Distributed Transactions Coordination · Distributed Transactions 2PC

Key Question

What makes a transaction distributed, and why is it harder than a local transaction?

Deep Dive

A transaction is distributed when it touches data on more than one node. On a single machine, ACID is hard enough. Across machines, every guarantee frays.

On a single-node database, atomicity is solved by a write-ahead log (WAL): write the changes to a durable log before applying them. If the machine crashes, the log tells you what to replay. Isolation is solved by locks held in memory. Both rely on shared memory and a single point of failure — the machine.

In a distributed database, a single transaction may read X from Node A and write Y to Node B. No shared memory. No shared clock. If Node A commits but Node B crashes before committing, you have a partial commit — atomicity is violated.

Transaction T: READ(X) from Node 1, WRITE(Y=42) to Node 2

    Client
      |
      | BEGIN TX
      |----------------------+
      |                      |
      v                      v
   Node 1                   Node 2
   [READ X]                 [WRITE Y=42]
      |                        |
   "OK, ready"             *CRASH*  <-- partial commit!
      |
   Time passes...
      |
   Node 1 keeps its locks    Node 2 lost everything

This is the distributed atomicity problem. The coordinator needs a protocol to make sure all or nothing happens.

Check Your Understanding

What is a partial commit?
Why can’t a distributed database use a single write-ahead log for atomicity?
What shared resource exists on a single-node DB but not on a multi-node DB?

The “So What?”

Without distributed transactions, banks can’t transfer money between accounts on different shards, shopping carts can’t deduct inventory across warehouses, and any multi-step operation across services would risk data corruption. Every system that spans machines needs this.

✏️ Exercises

Exercises: Distributed Transactions & 2PC

2PC Log State: In the Two-Phase Commit protocol, what exact state does a participant write to its local durable log before responding “YES” to the coordinator’s prepare request? Why must this state be written to a log rather than kept in memory?
Blocking Explained: Consider a 2PC execution where the coordinator crashes after receiving all “YES” responses but before any participant has received the commit/abort decision. Participant 1 is running, Participant 2 is running, and Participant 3 is also running. Can any of these participants safely decide on their own? Explain what happens to each.
Distributed 2PL and Phantoms: A distributed database uses Two-Phase Locking (2PL) for concurrency control. Transaction T1 runs a query: SELECT * FROM accounts WHERE balance > 1000 across two shards. Transaction T2 inserts a new row with balance = 2000 on shard 2. How can a phantom read occur, and what mechanism (in addition to 2PL) is needed to prevent it?

👁️ View Solutions

Solutions: Distributed Transactions & 2PC

Exercise 1

The participant writes PREPARED (or READY) to its log, along with the transaction’s writes (enough information to commit later).
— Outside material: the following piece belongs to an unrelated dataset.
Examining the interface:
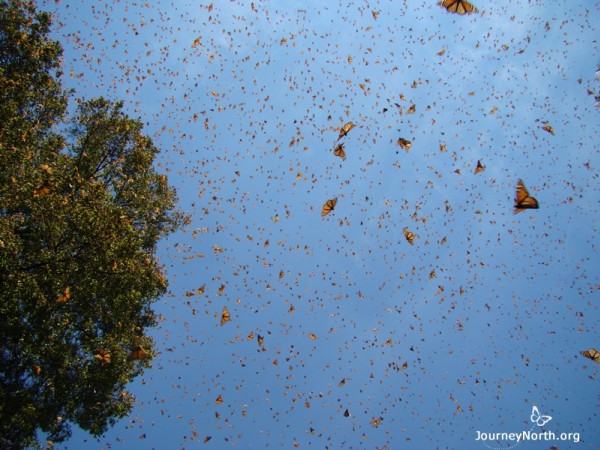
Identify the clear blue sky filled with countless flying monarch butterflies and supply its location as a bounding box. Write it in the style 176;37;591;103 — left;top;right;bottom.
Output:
39;0;600;449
This must be durable (fsynced to disk) before the YES response is sent.

Why a log instead of memory: If the participant crashes after sending YES but before receiving the coordinator’s decision, memory is lost. On recovery, the participant reads its log. If the log says PREPARED, it knows it made a promise and must wait for the coordinator. If the log says COMMIT or ABORT, it follows that. Without the log, the participant would have no memory of the promise after restarting.

Exercise 2

No participant can safely decide on their own.

Participant 1 received the PREPARE, said YES, and is now waiting. It has not received a COMMIT or ABORT. It holds locks and is blocked until the coordinator recovers.
Participant 2 is in the same state — blocked.
Participant 3 is also in the same state — blocked.

If any participant unilaterally commits, it might violate atomicity: the coordinator might have decided to abort (e.g., if it suspected a timeout from one participant). If any participant unilaterally aborts, it might violate atomicity: the coordinator might have logged COMMIT before crashing.

All three participants are blocked until the coordinator recovers and reveals the decision.

Exercise 3

Phantom read scenario:

T1’s query SELECT * FROM accounts WHERE balance > 1000 on shard 2 returns no rows.
T2 inserts a new row with balance = 2000 on shard 2 and commits.
If T1 re-runs the same query, it now sees the new row — a “phantom” that appeared from nowhere.

Standard 2PL (locking individual rows) does not prevent this because the new row didn’t exist when T1 first read.

Solution: A predicate lock or next-key lock is needed. In a distributed setting, this means locking the range balance > 1000 on each shard. The lock prevents T2 from inserting rows matching that predicate. In practice, many systems use serializable snapshot isolation (SSI) instead, which detects phantoms at commit time by checking for conflicting predicate reads.